Professor David Carey Miller (1941–2016) held the Chair of Property Law at the University of Aberdeen, and in that capacity inspired generations of students to explore a range of questions and problems that interested him. Among his eclectic writings, his contributions to comparative law, Scots Property law and to land reform in South Africa were recognised as being of particular importance in his lifetime.

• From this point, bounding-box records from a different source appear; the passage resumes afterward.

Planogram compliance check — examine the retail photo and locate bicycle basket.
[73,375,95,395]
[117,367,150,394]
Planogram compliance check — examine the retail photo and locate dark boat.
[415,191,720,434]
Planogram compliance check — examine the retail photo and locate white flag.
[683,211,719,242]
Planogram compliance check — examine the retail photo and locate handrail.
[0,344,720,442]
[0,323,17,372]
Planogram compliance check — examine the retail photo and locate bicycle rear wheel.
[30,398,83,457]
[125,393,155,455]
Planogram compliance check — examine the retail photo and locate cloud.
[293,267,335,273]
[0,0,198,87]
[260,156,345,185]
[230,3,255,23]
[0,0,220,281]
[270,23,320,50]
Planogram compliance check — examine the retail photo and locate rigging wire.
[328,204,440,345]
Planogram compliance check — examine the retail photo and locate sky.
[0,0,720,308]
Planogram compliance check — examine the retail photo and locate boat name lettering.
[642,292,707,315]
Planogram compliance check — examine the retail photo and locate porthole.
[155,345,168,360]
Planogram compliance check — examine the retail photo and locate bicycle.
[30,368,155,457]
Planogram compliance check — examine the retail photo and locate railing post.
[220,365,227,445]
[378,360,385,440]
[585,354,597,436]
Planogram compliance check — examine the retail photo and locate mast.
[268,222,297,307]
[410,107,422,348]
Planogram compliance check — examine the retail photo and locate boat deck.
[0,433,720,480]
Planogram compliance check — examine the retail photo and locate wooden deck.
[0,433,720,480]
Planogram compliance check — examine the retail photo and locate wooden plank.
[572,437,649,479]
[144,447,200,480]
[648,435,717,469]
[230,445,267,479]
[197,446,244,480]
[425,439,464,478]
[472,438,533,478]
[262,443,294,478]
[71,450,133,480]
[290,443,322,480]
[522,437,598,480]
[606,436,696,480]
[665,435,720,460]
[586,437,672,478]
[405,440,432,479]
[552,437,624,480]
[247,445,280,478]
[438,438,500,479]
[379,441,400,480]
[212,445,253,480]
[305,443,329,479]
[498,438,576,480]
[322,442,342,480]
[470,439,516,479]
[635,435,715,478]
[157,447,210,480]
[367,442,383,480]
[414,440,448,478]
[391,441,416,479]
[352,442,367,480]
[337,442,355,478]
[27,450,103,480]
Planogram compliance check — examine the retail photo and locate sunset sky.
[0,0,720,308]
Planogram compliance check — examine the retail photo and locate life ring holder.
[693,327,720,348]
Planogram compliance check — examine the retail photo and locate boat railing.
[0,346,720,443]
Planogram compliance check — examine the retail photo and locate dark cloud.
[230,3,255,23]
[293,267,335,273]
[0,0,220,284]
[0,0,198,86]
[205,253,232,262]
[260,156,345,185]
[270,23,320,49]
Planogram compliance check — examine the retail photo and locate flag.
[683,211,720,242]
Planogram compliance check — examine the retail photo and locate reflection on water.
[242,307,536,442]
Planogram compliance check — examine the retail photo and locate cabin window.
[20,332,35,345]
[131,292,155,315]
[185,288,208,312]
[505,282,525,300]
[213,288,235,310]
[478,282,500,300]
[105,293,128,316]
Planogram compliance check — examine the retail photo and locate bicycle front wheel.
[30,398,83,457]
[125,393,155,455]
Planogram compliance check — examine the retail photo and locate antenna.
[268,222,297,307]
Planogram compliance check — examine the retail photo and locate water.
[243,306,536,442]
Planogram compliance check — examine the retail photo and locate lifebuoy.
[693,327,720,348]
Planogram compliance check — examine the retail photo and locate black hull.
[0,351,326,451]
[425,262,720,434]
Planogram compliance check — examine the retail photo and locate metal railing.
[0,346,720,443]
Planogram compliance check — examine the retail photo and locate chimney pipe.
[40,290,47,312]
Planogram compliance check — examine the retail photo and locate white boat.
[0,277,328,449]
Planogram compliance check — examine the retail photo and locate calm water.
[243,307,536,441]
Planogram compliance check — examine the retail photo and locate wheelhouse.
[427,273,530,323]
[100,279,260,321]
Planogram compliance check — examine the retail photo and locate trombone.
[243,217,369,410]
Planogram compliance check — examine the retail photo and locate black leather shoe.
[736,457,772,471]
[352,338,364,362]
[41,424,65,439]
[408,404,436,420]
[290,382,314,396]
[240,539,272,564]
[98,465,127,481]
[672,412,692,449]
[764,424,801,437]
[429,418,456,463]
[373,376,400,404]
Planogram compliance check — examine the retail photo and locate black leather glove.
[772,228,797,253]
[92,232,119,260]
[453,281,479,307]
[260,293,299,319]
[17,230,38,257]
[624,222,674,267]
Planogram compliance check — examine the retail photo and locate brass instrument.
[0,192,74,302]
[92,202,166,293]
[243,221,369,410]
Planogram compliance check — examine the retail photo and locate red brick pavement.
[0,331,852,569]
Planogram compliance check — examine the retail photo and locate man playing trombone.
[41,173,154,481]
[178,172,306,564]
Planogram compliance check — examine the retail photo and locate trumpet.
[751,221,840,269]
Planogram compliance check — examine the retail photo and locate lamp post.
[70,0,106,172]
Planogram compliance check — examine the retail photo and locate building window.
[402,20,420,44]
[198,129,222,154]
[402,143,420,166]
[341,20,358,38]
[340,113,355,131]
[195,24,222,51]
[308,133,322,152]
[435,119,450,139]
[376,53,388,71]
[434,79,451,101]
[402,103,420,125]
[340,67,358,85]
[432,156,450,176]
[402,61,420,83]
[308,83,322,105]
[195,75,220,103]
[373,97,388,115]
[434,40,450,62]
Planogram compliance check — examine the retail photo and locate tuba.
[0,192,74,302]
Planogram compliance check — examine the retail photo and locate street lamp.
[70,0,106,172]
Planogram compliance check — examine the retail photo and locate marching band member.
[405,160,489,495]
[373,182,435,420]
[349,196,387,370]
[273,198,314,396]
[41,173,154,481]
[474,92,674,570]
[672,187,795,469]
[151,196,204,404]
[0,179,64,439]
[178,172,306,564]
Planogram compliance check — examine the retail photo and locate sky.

In Northern Lights: Essays in Private Law in Memory of Professor David Carey Miller, colleagues, friends and students of Professor Carey Miller seek to honour his memory by advancing those core lines of enquiry that featured so prominently in his research. Some, writing on comparative law, display the remarkably different consequences that follow from the divergent ways in which the civilian and the common law traditions classify legal questions, problems and claims. Others, writing on land law in South Africa and Scotland, reflect on changing concepts of “ownership”. For example, it is suggested at one point that landowners in Scotland are increasingly expected to do something productive or useful with their land in order to continue as owners. Still other contributors focus on Scots law, a system that has traditionally been seen as “mixed”, that is to say influenced by both the civilian and the common law traditions. Research into Scots Private law draws attention to the merits of rigorous research into core principles of the legal system, so as to facilitate the deduction of answers to new legal questions when they arise. In addition, some writers explore the use of established legal principles to evaluate proposed changes to the law in response to factors such as changing and social commercial reality. All of the essays in the volume seek to pay tribute to a great friend and scholar.